Au terme de ses travaux, le rapporteur relève que la RE2020 aura des effets économiques majeurs sur la filière gaz avec :

- l’interdiction de facto de l’installation de 100 000 chaudières à gaz par an ;

- une perte globale de 2,95 Mds d’euros et de 8 280 équivalents temps plein (ETP) ;

- une déstabilisation des 36 usines intervenant dans la fabrication de chaudières à gaz et des 15 000 entreprises chargées de leur installation.

D’autres filières seront également affectées : les réseaux de chaleur et les chaudières au fioul et au charbon, dans le secteur de l’énergie ; le béton, l’aluminium et les tuiles et briques, dans le secteur de la construction.

Au total, la RE2020 aura une incidence directe sur le secteur de la construction avec d’ici 2024 :

- une hausse des prix des bâtiments neufs de plus de 3 % ;

- un ralentissement des mises en chantier de ces bâtiments de plus de 1,5 point.

Dans ce contexte, le rapporteur a formulé 20 propositions, réunies en 5 axes.

Ces propositions consistent notamment à :

- introduire un cadre réglementaire adapté et proportionné, en instituant une "clause de revoyure" et un groupe de suivi de la RE2020 ;

- amortir le "choc de compétitivité" dans le secteur de l’énergie, en prévoyant des souplesses pour les filières du gaz et des réseaux de chaleur, en instituant des plans d’urgence pour les 36 usines et 15 000 installateurs précités, en promouvant le biogaz et le bio‑fioul pour le chauffage des logements ;

- prévenir tout "risque de rupture" dans le secteur de la construction, en achevant le travail de normalisation de l’analyse des émissions des bâtiments selon le cycle de vie (ACV) dite "dynamique" avant de se prononcer sur sa généralisation ;

- compenser aux ménages et aux professionnels les surcoûts induits par la RE2020, en revalorisant le chèque énergie et en abaissant la taxe sur la valeur ajoutée (TVA) à proportion des surcoûts induits ;

- évaluer les conséquences de la RE2020 sur la sécurité et la consommation énergétiques, en particulier sur la sécurité d’approvisionnement, la compétitivité des entreprises et le pouvoir d’achat des ménages.

La commission appelle le Gouvernement à se saisir de ces propositions, dans le cadre de l’examen en cours des projets de décret et d’arrêté.

Pour Daniel Gremillet, rapporteur, "la RE2020 doit être perçue comme une opportunité économique, et non comme une contrainte administrative.
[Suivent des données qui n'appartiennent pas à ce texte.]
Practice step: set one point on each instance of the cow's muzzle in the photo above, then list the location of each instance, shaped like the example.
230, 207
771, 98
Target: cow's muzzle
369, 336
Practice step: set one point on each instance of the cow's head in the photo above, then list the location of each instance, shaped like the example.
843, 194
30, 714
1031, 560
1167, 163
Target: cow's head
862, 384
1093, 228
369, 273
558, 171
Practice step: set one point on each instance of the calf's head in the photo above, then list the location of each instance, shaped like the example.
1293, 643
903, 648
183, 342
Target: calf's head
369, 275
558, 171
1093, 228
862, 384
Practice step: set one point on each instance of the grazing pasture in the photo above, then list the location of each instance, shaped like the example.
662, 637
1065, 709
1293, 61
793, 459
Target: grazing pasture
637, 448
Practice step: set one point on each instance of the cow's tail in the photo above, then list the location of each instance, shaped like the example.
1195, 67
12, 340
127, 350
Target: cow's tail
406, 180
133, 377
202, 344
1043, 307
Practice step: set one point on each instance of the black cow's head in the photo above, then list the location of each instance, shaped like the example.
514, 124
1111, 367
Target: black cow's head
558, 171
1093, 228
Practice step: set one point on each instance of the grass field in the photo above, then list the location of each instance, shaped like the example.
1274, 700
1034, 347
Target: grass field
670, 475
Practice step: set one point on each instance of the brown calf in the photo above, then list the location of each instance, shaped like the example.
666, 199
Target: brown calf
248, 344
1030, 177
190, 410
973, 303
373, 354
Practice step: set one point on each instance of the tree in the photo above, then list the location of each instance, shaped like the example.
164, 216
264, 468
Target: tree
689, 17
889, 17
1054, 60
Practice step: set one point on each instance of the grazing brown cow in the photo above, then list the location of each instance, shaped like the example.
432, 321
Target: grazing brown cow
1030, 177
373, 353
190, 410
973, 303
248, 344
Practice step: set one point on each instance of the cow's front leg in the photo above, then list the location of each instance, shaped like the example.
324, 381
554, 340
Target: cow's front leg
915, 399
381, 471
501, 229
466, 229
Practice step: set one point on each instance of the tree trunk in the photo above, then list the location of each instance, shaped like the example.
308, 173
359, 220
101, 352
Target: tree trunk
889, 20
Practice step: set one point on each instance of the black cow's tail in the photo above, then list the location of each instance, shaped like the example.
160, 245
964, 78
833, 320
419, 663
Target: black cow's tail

C’est pourquoi nous devons privilégier un cadre adapté et proportionné, gage de sa bonne application. Nous attendons donc que le Gouvernement se saisisse des ajustements que nous préconisons : ils visent à offrir aux ménages et aux entreprises les souplesses administratives et les moyens financiers nécessaires à la décarbonation des logements neufs".
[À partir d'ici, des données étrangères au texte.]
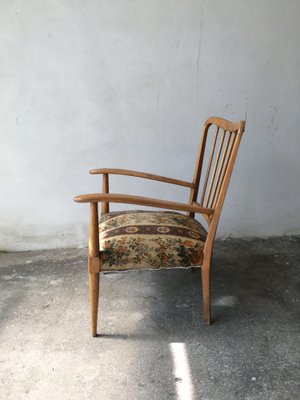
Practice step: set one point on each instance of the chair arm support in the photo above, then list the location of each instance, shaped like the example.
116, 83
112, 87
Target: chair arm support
142, 201
144, 175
Pour Sophie Primas, présidente, "la quasi‑totalité des professionnels regrettent le manque de concertation et d’évaluation de la RE2020. Aussi notre commission a‑t‑elle jugé crucial d’interroger elle‑même l’ensemble des parties prenantes et de commander une étude d’impact indépendante. C’est le rôle du Parlement que de contrôler l’application des lois et d’évaluer l’incidence de la règlementation. Je me félicite de l’attention portée par notre commission aux normes, parfois coûteuses et complexes, qui entravent trop souvent encore l’initiative des acteurs économiques et des collectivités territoriales".

 

La commission des affaires économiques est présidée par Sophie Primas (Les Républicains - Yvelines).

Daniel Gremillet (Les Républicains - Vosges) est président du groupe d’études "Énergie", rapporteur de la mission d’information flash sur l’impact économique de la règlementation environnementale 2020 (RE2020) et rapporteur pour avis sur les crédits "Énergie".

Le rapport "L’impact économique de la règlementation environnementale 2020 (RE2020) : aider les ménages et les entreprises à renforcer l’efficacité énergétique des logements neufs" et sa synthèse.

 

 


[1] Ainsi que des bureaux et locaux d’enseignement.